Onion and Sweet Pepper Quiche

Here is a new and delicious recipe for all to try.  I have had some creative genius over the last week while I have been inside due to the snow storm.  Here is my latest creation - Onion and Sweet Pepper Quiche.


You will need - 1 tablespoon butter, 1 cup diced onion, 1 cup diced yellow, red or orange pepper (or a combination of all three to equal 1 cup), 3 extra large eggs, 1/3 cup heavy cream, 1/3 cup shredded Monterey Jack cheese, 1 ready to bake 9 inch pie crust.


Preheat oven to 375 degrees F (190 degrees C).  Over medium heat, melt butter in a large dutch oven.


Be certain the butter is completely melted but not browned.  We do not want the butter to brown.


Add diced onion and pepper and cook slowly, stirring occasionally.


Cook until onions and peppers are soft, 3-4 minutes.  Do not brown the onions and peppers.  Once they are translucent and the butter has been absorbed, remove from the heat.


In a glass bowl, add three extra-large eggs.  Cage free eggs if possible.  Or fresh eggs from a local farmer.


To the eggs add 1/3 cup heavy cream.


Whisk the eggs and cream thoroughly with a hand whisk.

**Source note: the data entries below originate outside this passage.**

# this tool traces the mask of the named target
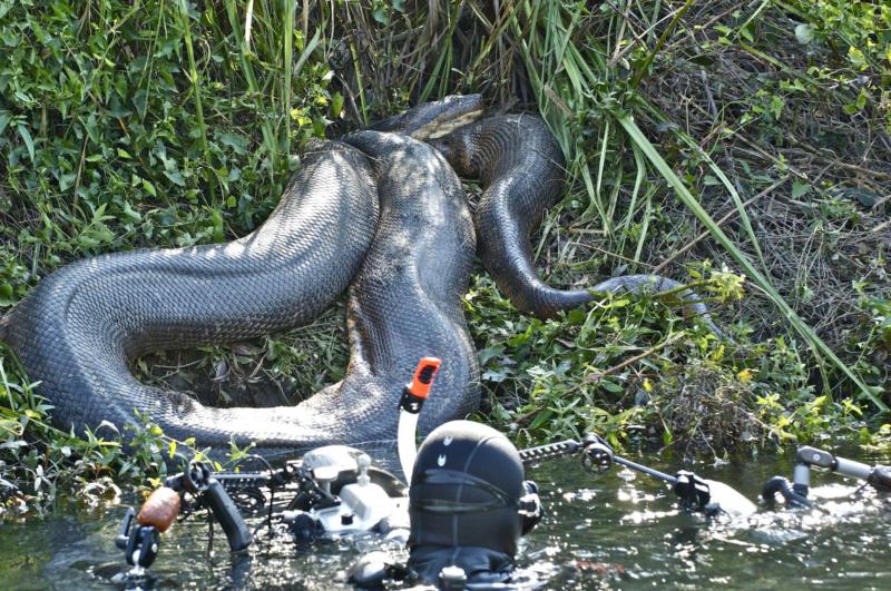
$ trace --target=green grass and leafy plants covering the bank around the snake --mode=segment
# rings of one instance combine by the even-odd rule
[[[717,455],[887,440],[891,8],[495,6],[0,0],[0,313],[85,256],[244,235],[311,138],[480,91],[538,110],[567,155],[567,197],[533,237],[551,284],[687,280],[735,341],[674,297],[528,318],[479,269],[467,312],[486,421],[521,443],[596,429]],[[283,404],[346,358],[341,306],[136,368],[205,402]],[[114,437],[53,430],[51,412],[0,348],[9,508],[163,470],[150,424],[131,459]]]

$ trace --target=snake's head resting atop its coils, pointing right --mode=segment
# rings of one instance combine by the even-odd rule
[[[440,138],[482,115],[481,95],[451,95],[388,117],[369,129],[403,134],[421,141]]]

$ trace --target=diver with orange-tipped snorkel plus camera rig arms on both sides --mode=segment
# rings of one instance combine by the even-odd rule
[[[133,567],[128,577],[141,580],[158,554],[160,534],[183,508],[207,508],[235,553],[246,550],[260,530],[247,528],[242,510],[262,510],[267,516],[261,526],[272,532],[273,522],[284,523],[295,541],[374,532],[408,546],[402,561],[380,551],[362,556],[350,571],[350,582],[361,588],[390,582],[440,589],[535,587],[537,581],[516,562],[520,538],[542,515],[538,487],[526,480],[525,465],[570,455],[580,455],[582,469],[593,474],[618,464],[672,484],[682,506],[709,518],[745,519],[756,511],[721,482],[687,471],[673,476],[638,464],[615,454],[593,433],[581,441],[518,451],[492,427],[452,421],[417,447],[419,414],[440,364],[439,358],[422,357],[400,400],[396,447],[408,491],[395,474],[375,467],[368,454],[343,445],[323,446],[260,472],[214,472],[206,462],[193,460],[154,491],[138,514],[130,510],[125,515],[116,544]],[[817,465],[813,454],[806,460]],[[849,464],[842,467],[849,470]],[[251,503],[239,504],[246,500]]]

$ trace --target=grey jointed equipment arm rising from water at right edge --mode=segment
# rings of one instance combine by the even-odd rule
[[[783,476],[774,476],[764,483],[761,496],[773,503],[780,494],[790,508],[811,508],[807,499],[811,489],[811,467],[819,467],[865,482],[875,490],[891,492],[891,466],[863,464],[846,460],[830,452],[804,445],[795,453],[795,467],[792,482]]]

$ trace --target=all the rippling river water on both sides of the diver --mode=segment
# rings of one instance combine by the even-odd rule
[[[848,455],[851,456],[850,454]],[[856,457],[889,463],[884,457]],[[643,463],[673,473],[677,463]],[[772,475],[791,477],[790,460],[693,466],[754,500]],[[594,477],[577,459],[530,471],[547,516],[523,539],[519,563],[548,589],[888,589],[891,585],[891,496],[834,474],[813,472],[813,511],[758,512],[718,523],[679,512],[667,485],[614,469]],[[125,503],[92,511],[61,506],[45,519],[0,525],[0,589],[109,589],[127,571],[114,543]],[[254,521],[253,523],[258,523]],[[146,587],[156,589],[339,589],[363,552],[395,543],[374,535],[298,548],[265,531],[241,556],[217,528],[177,522],[161,540]]]

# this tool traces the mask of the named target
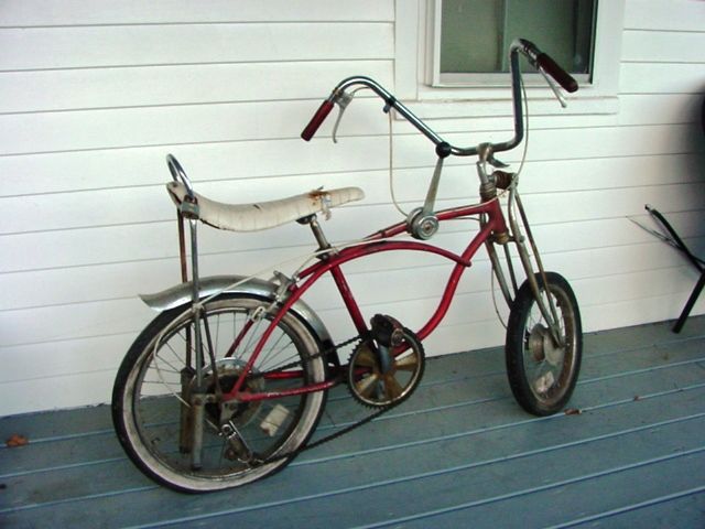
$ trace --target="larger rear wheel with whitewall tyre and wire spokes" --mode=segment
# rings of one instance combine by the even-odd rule
[[[224,294],[205,303],[200,328],[208,401],[196,465],[192,454],[192,425],[198,415],[192,406],[196,384],[191,304],[164,312],[137,338],[116,378],[112,419],[126,452],[148,476],[185,492],[235,487],[282,468],[311,436],[323,411],[324,391],[232,402],[228,420],[241,442],[229,442],[219,428],[224,415],[216,386],[228,391],[243,371],[270,323],[269,316],[252,315],[269,304],[241,294]],[[294,314],[286,314],[242,390],[275,392],[324,381],[325,363],[318,352],[308,327]]]

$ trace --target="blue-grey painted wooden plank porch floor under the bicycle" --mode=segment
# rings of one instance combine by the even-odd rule
[[[3,418],[0,527],[705,527],[705,316],[584,352],[579,413],[524,413],[499,348],[445,356],[399,408],[209,495],[140,474],[107,406]],[[365,412],[338,389],[318,435]]]

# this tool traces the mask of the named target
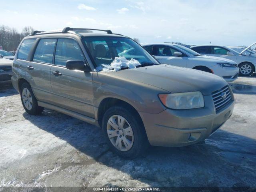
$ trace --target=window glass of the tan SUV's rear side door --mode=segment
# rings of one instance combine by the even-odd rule
[[[56,39],[41,39],[37,45],[33,61],[52,63]]]

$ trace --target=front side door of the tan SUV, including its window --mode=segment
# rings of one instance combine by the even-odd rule
[[[50,72],[52,103],[94,118],[92,74],[67,69],[67,60],[85,61],[85,57],[75,39],[58,38]]]

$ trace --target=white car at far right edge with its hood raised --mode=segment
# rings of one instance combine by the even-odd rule
[[[250,45],[240,53],[227,46],[220,45],[196,45],[190,48],[200,54],[233,60],[238,64],[240,74],[250,76],[256,70],[256,57],[252,56],[252,54],[246,55],[245,52],[249,48],[253,49],[255,45],[256,43]]]

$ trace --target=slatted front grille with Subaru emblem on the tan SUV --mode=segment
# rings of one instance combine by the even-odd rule
[[[214,102],[216,113],[220,112],[222,108],[224,108],[227,104],[229,104],[232,101],[228,85],[224,86],[220,90],[212,92],[212,99]]]

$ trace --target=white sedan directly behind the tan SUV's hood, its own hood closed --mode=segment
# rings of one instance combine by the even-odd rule
[[[203,56],[184,46],[170,43],[146,44],[143,47],[163,64],[214,73],[227,82],[238,78],[239,68],[236,62],[228,59]]]

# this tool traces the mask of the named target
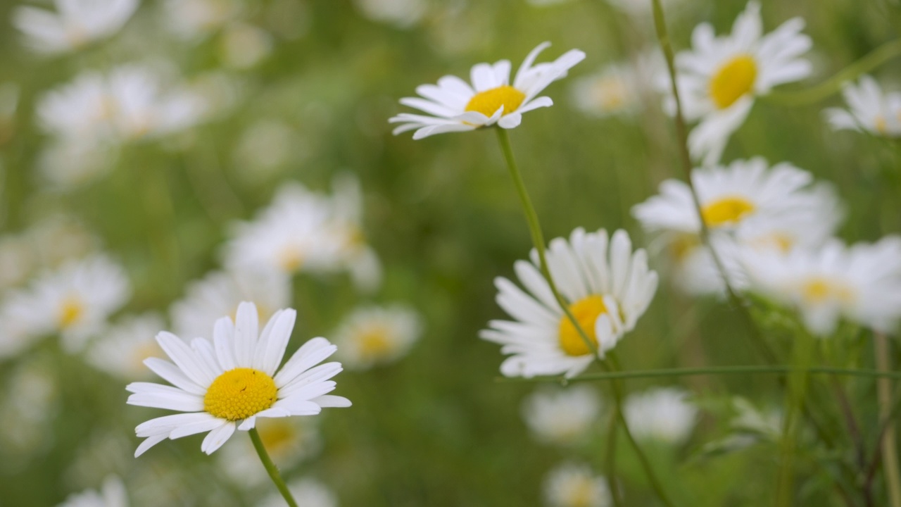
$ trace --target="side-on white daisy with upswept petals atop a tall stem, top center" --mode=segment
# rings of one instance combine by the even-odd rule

Add 1/3 cup shredded Monterey Jack cheese.


Stir in completely.


Next we prepare the crust.  I love these Giant brand pie crusts which are rolled rather than folded.  I cannot tell you how much easier they are to work with than the folded style.  There are two pie crusts in each box individually wrapped in cellophane.  I take out the one I will be working with and let it come to room temperature.  If I am going to use the second crust within the week, I place it in the refrigerator.  If not, it goes into the freezer.


For this recipe I am using an 8" x 8" glass baking dish rather than the traditional 9" pie plate.  I placed the pie crust inside the baking dish and, using my fingers, conformed it to fit snugly inside the dish.


Using a butter knife, I cut around the outside of the baking dish leaving a very small amount of dough along the side of the baking dish.  I am not a fan of the crusts on most quiches.  I like a little on the bottom but usually there is too much crust for me, so I do it this way.


Spread sauteed onion and pepper mix in bottom of glass baking dish over the uncooked pie crust.


Pour egg and cheese mixture over the onions and peppers.  Bake in preheated oven for 30 minutes, or until eggs have set.


Straight from the oven, lovely golden and puffed.
And what do you get?  This most beautiful onion and sweet pepper quiche.  Let cool for 5-10 minutes.  It will deflate substantially.


To serve, we plated a square of quiche onto a small hors d'oeuvre plate which was first sprinkled with a dash of kosher salt and cracked black pepper.  I prefer this method of adding salt and pepper which really kicks up the flavor since no seasoning was added to the egg mixture.


On top, a dollop of sour cream and serving of caviar.  I like to add a little sour cream to any style quiche.  I do not always add caviar, but when I have it, I find it is a nice accompaniment.


You see here that with every bite you collect a little of the salt and cracked black pepper from the plate adding a delightful zing to this delicious quiche.

So there you have it.  A wonderful and delicious dish that you will be happy to serve to your family. Even your husband because, yes, ... real men DO eat quiche!!!!!